Prendiamo ad esempio lo zafferano. In Italia lo si produce in alcune aree delle regioni centrali e della Sardegna, non certo ovunque. La sua coltivazione esige conoscenze e molta attenzione e in genere, come si legge nei manuali che riguardano questa spezia, per ottenere circa 10 g di zafferano servono almeno 300-350 bulbi su una superficie di 10-12 mq di terreno. Il prezzo medio a cui è possibile vendere il prodotto varia tra i 12-16 euro per grammo. Lo zafferano è, naturalmente, un prodotto di nicchia. Come lo è la liquirizia in Calabria, prodotto caratteristico di un territorio limitato e perciò giustamente considerata un prodotto di nicchia. Perché in questo mese abbiamo aperto una finestra su questo argomento?
Il lettore sa bene che da un po’ di tempo i più seri cultori della gastronomia ricordano che la cucina migliore è quella realizzata con prodotti di filiera corta, vale a dire con prodotti del territorio dove si trovano sì prodotti di larghissima diffusione – cereali, vino, olio, formaggi, salumi, ortaggi, ecc. – ma all’interno di ciascuna tipologia esistono i prodotti legati ad un territorio e prodotti solo in quel posto, per cui quel prodotto è da considerarsi di nicchia.

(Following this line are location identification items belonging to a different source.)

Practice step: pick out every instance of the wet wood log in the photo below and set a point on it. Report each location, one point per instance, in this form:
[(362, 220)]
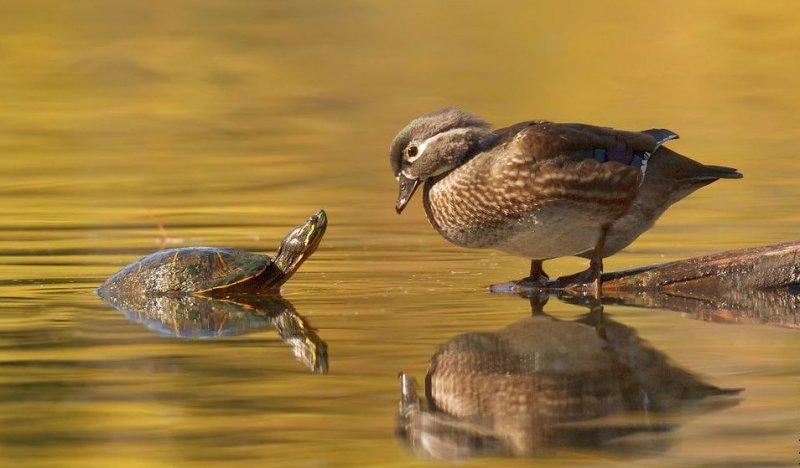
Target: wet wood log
[(759, 268), (756, 285)]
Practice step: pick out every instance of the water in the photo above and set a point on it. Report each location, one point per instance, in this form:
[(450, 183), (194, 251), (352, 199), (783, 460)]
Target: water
[(228, 123)]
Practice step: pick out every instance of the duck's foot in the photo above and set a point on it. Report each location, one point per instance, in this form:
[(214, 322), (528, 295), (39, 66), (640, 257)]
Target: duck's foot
[(524, 285), (584, 283)]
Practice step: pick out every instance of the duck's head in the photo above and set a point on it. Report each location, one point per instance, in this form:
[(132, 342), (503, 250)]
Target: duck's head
[(433, 144)]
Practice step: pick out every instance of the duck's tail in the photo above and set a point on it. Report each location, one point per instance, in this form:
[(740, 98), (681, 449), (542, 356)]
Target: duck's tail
[(712, 173)]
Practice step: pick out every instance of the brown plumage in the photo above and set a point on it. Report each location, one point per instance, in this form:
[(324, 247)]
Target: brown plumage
[(540, 189)]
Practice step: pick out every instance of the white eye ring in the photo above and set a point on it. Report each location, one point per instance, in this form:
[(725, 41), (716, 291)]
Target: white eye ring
[(412, 153)]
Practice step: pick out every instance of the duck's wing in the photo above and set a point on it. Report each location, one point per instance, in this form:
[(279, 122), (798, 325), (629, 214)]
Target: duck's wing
[(541, 161)]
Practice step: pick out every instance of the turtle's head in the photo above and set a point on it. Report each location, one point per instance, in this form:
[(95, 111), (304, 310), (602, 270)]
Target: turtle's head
[(300, 243)]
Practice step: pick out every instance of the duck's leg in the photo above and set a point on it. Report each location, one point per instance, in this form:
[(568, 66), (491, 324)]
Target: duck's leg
[(590, 278)]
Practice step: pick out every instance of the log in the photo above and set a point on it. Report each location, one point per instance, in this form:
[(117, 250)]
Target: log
[(757, 285), (758, 268)]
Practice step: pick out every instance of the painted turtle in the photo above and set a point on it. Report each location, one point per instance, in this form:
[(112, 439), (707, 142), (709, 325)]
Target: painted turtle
[(217, 272), (192, 316)]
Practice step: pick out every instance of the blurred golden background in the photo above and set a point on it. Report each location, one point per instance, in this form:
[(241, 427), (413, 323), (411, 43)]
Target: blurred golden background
[(229, 122)]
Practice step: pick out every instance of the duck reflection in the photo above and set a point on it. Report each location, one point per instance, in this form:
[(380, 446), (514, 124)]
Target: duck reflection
[(543, 382), (190, 316)]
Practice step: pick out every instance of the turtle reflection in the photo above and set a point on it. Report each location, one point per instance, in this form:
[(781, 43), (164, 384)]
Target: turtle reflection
[(543, 382), (192, 316)]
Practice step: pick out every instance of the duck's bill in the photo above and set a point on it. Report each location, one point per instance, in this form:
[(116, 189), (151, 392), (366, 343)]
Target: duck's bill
[(407, 188)]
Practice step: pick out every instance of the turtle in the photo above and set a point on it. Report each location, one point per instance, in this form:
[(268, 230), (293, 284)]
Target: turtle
[(217, 272), (199, 317)]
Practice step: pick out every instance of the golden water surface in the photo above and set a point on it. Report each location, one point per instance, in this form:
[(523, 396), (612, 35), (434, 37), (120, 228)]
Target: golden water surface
[(229, 122)]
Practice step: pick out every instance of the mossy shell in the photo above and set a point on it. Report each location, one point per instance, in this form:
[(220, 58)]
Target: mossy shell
[(190, 270)]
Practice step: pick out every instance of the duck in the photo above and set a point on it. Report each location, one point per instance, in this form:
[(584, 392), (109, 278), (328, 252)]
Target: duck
[(542, 190)]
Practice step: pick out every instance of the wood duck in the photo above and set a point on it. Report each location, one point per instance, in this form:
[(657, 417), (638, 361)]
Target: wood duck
[(541, 189)]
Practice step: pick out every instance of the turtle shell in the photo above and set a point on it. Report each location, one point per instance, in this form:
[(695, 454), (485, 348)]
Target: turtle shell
[(186, 270)]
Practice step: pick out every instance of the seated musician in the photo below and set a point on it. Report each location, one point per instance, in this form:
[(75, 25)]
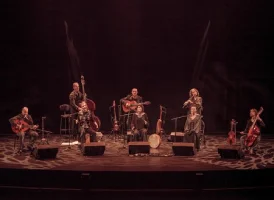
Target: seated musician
[(139, 124), (192, 128), (259, 123), (133, 97), (33, 134), (194, 100), (125, 101), (85, 118)]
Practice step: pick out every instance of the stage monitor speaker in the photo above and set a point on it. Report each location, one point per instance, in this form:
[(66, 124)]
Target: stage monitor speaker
[(230, 152), (183, 149), (138, 147), (93, 149), (45, 151), (179, 137)]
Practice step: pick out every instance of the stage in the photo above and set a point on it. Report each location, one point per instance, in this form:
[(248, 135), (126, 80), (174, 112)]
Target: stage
[(117, 170)]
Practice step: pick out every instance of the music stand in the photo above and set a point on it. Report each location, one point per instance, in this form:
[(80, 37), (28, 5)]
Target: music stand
[(176, 119), (164, 111)]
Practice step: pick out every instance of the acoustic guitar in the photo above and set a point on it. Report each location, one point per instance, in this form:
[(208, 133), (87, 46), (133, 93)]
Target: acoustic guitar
[(132, 105), (254, 131), (22, 126)]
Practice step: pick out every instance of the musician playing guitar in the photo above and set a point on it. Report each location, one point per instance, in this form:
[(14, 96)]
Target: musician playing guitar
[(85, 119), (132, 97), (139, 124), (23, 124), (258, 122)]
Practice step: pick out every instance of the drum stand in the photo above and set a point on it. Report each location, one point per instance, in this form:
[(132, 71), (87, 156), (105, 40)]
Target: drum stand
[(44, 141), (176, 119)]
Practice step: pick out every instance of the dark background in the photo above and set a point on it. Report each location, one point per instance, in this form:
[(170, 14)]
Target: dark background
[(151, 45)]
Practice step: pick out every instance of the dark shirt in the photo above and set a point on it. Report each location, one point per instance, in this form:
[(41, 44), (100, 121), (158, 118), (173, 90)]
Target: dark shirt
[(138, 121), (28, 119), (193, 124), (129, 97), (84, 118), (198, 102), (75, 99), (249, 123)]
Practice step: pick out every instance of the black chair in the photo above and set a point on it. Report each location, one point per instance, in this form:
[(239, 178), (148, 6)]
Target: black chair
[(65, 120)]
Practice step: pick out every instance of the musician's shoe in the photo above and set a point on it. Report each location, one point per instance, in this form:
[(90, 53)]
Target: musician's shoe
[(251, 152)]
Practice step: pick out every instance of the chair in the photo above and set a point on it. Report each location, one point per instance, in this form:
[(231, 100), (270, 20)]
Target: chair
[(65, 120), (202, 133)]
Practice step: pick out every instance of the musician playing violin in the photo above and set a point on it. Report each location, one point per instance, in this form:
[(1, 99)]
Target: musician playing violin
[(139, 124), (259, 123), (33, 134), (194, 100), (85, 117)]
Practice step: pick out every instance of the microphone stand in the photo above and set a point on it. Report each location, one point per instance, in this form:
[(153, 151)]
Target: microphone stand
[(176, 119), (44, 141)]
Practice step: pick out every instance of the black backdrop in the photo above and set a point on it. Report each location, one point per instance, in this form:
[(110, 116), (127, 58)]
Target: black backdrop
[(151, 45)]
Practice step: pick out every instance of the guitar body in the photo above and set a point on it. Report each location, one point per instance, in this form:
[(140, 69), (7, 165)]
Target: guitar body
[(133, 106), (252, 136), (24, 126), (93, 126), (231, 137)]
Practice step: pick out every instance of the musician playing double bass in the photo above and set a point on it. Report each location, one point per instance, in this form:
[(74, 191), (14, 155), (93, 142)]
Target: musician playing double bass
[(259, 123), (139, 124), (33, 134), (85, 118), (75, 98), (194, 100)]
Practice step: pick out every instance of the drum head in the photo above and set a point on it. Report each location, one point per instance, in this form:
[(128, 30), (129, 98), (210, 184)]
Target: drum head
[(154, 141)]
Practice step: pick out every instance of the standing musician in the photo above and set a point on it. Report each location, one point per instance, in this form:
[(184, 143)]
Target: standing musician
[(192, 127), (139, 124), (85, 117), (28, 119), (259, 123), (194, 99), (75, 98), (131, 97)]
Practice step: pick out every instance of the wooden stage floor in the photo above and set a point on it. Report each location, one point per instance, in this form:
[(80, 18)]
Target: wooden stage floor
[(116, 157)]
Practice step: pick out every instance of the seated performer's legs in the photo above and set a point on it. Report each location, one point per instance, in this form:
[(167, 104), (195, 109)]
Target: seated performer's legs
[(21, 136), (136, 135), (92, 133), (33, 137), (143, 134), (82, 135), (242, 142)]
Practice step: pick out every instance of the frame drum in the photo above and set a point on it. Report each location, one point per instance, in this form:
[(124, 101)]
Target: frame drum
[(154, 141)]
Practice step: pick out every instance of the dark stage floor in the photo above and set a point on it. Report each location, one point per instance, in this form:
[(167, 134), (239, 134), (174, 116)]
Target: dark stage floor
[(117, 171), (116, 157)]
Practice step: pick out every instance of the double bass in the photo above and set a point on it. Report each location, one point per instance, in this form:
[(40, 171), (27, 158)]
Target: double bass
[(254, 131), (91, 106), (155, 139), (232, 134), (115, 122)]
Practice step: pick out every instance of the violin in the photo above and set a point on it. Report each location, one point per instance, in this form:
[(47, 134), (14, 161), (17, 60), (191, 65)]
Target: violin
[(254, 131), (232, 134)]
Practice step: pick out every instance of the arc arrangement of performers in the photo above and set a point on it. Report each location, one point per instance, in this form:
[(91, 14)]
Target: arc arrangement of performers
[(133, 120)]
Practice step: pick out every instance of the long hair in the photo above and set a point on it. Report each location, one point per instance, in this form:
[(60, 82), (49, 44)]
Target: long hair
[(190, 95)]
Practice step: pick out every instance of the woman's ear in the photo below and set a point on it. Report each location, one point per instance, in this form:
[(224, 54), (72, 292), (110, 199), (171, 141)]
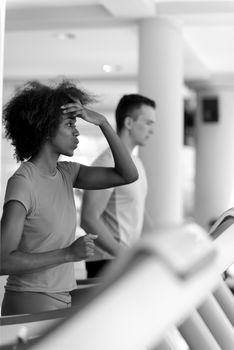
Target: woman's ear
[(128, 123)]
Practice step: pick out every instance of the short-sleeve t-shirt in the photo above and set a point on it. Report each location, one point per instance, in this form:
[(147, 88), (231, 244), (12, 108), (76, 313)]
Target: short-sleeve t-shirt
[(124, 212), (50, 223)]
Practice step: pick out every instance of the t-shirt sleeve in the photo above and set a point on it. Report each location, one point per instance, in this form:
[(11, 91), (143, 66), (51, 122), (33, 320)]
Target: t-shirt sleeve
[(19, 189), (71, 169)]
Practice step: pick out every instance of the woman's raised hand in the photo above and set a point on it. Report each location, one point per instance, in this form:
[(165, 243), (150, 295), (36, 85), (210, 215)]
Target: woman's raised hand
[(79, 111)]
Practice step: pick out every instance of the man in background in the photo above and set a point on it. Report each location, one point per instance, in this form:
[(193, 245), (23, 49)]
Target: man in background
[(117, 215)]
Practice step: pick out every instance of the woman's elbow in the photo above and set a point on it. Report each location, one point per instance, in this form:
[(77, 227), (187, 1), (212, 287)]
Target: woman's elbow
[(132, 178)]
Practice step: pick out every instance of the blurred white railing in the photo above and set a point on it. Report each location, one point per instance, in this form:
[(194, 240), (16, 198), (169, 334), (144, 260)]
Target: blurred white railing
[(171, 281)]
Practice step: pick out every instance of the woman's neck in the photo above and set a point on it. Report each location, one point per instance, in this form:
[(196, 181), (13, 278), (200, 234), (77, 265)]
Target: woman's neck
[(45, 162)]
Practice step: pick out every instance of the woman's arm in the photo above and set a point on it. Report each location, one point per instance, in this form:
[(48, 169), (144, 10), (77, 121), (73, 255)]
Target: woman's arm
[(15, 261), (124, 170)]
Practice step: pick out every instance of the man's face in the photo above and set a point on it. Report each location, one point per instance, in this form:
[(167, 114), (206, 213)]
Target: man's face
[(142, 126)]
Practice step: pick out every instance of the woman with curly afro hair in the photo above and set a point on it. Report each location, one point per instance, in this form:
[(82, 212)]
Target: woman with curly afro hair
[(38, 224)]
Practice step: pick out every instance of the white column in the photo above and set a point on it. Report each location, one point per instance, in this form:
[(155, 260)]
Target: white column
[(214, 182), (2, 34), (161, 78)]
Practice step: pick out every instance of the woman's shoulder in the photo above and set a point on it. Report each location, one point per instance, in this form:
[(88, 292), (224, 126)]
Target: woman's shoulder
[(68, 167), (25, 170)]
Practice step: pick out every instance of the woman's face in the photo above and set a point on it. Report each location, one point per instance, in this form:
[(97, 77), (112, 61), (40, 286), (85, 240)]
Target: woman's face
[(65, 140)]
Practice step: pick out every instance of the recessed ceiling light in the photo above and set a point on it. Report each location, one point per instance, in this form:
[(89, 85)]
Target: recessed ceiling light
[(64, 36), (108, 68)]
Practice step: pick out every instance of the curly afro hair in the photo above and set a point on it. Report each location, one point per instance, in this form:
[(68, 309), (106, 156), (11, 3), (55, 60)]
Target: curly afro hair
[(33, 114)]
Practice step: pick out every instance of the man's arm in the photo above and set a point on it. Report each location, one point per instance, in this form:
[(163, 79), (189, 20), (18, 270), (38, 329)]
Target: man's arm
[(93, 205)]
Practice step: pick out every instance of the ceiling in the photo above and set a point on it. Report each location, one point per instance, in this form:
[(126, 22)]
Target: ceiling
[(106, 32)]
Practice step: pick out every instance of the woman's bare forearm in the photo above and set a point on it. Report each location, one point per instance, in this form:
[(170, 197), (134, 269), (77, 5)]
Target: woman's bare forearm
[(122, 158)]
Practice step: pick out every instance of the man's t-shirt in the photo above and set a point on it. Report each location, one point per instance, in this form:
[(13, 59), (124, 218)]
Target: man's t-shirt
[(50, 223), (124, 213)]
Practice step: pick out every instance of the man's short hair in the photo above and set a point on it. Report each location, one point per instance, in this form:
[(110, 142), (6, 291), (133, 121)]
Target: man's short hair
[(127, 104)]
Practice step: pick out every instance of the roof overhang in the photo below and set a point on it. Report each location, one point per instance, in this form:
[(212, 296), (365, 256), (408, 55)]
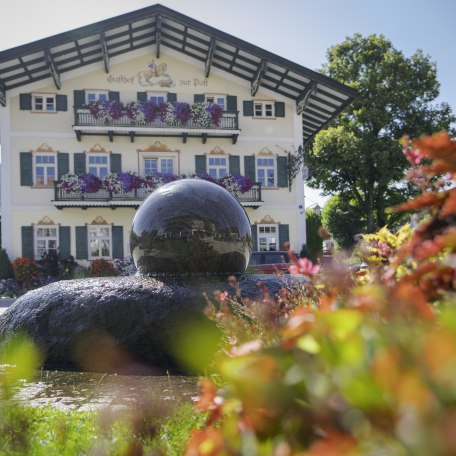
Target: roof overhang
[(318, 98)]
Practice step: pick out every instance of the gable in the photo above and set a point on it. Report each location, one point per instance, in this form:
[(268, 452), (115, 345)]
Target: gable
[(157, 28)]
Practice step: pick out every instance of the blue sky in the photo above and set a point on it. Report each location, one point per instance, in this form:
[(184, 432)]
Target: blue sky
[(299, 30)]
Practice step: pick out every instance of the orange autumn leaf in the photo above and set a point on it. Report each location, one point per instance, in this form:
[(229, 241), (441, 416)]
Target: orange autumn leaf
[(449, 206), (438, 145)]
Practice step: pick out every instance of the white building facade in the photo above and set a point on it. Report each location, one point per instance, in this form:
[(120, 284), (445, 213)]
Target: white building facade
[(258, 106)]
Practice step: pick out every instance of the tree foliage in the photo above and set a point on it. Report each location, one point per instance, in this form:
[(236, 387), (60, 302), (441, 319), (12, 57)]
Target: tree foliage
[(314, 245), (359, 156)]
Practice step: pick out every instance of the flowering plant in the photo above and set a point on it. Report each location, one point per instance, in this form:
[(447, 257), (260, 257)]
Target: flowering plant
[(106, 110), (70, 183), (89, 183), (172, 114), (135, 111)]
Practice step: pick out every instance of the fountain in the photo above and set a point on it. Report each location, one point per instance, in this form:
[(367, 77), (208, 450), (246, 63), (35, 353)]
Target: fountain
[(187, 238)]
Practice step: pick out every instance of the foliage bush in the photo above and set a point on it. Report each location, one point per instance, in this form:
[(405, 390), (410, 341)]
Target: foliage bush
[(102, 268), (25, 270), (6, 270), (348, 363)]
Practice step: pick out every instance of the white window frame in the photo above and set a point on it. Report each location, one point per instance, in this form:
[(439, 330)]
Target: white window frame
[(266, 179), (46, 166), (151, 95), (92, 95), (159, 158), (40, 236), (270, 233), (44, 102), (98, 166), (263, 109), (217, 167), (99, 238), (218, 99)]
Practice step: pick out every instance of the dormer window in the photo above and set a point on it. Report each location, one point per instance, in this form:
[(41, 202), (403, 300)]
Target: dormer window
[(42, 102), (218, 100)]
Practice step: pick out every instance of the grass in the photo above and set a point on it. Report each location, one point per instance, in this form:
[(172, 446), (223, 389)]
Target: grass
[(44, 431)]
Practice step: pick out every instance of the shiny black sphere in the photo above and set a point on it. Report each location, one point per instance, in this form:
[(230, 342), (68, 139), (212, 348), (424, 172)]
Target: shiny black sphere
[(190, 226)]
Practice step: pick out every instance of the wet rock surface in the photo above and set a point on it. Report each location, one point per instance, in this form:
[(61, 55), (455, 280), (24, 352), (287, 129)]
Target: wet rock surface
[(128, 325), (83, 391)]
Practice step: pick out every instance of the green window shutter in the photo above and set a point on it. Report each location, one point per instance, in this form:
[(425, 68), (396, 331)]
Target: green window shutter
[(279, 109), (27, 242), (117, 242), (61, 102), (231, 103), (25, 101), (171, 98), (63, 164), (82, 247), (116, 163), (200, 164), (141, 97), (282, 172), (254, 237), (64, 242), (284, 235), (79, 98), (79, 163), (247, 108), (249, 167), (26, 166), (235, 165), (113, 96)]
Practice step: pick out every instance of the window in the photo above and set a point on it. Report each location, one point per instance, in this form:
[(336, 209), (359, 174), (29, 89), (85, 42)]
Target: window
[(263, 109), (267, 237), (266, 171), (156, 97), (42, 102), (46, 239), (96, 95), (98, 165), (217, 167), (100, 241), (217, 99), (154, 165), (44, 170)]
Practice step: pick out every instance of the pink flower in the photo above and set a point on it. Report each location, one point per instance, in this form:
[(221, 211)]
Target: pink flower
[(305, 267)]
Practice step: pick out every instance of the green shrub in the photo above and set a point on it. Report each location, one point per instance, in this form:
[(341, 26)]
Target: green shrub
[(102, 268), (6, 270)]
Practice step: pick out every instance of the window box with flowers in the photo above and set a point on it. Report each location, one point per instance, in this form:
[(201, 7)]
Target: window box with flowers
[(179, 114), (130, 185)]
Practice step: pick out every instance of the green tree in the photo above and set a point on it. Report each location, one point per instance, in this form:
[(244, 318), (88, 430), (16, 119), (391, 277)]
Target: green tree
[(344, 220), (359, 156), (314, 246)]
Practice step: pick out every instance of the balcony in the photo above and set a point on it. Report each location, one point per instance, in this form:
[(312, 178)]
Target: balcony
[(85, 123), (133, 198)]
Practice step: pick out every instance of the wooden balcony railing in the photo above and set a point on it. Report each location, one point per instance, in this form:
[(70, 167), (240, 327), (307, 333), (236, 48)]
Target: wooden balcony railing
[(87, 124), (130, 199)]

Per limitarci al formaggio è ben noto che dove ci sono mucche, pecore, capre ci sono anche formaggi, quindi praticamente quasi in tutto il mondo. Ma il Piacentino lo si trova solo in provincia di Ragusa, il Pecorino di Pietraroja è solo nel comune beneventano di Pietraroja, il Bitto storico è prodotto solo in provincia di Sondrio e nell’alta Val Brembana. Anche questi formaggi possono essere definiti “prodotti di nicchia”. E di prodotti simili in Italia ce ne sono migliaia.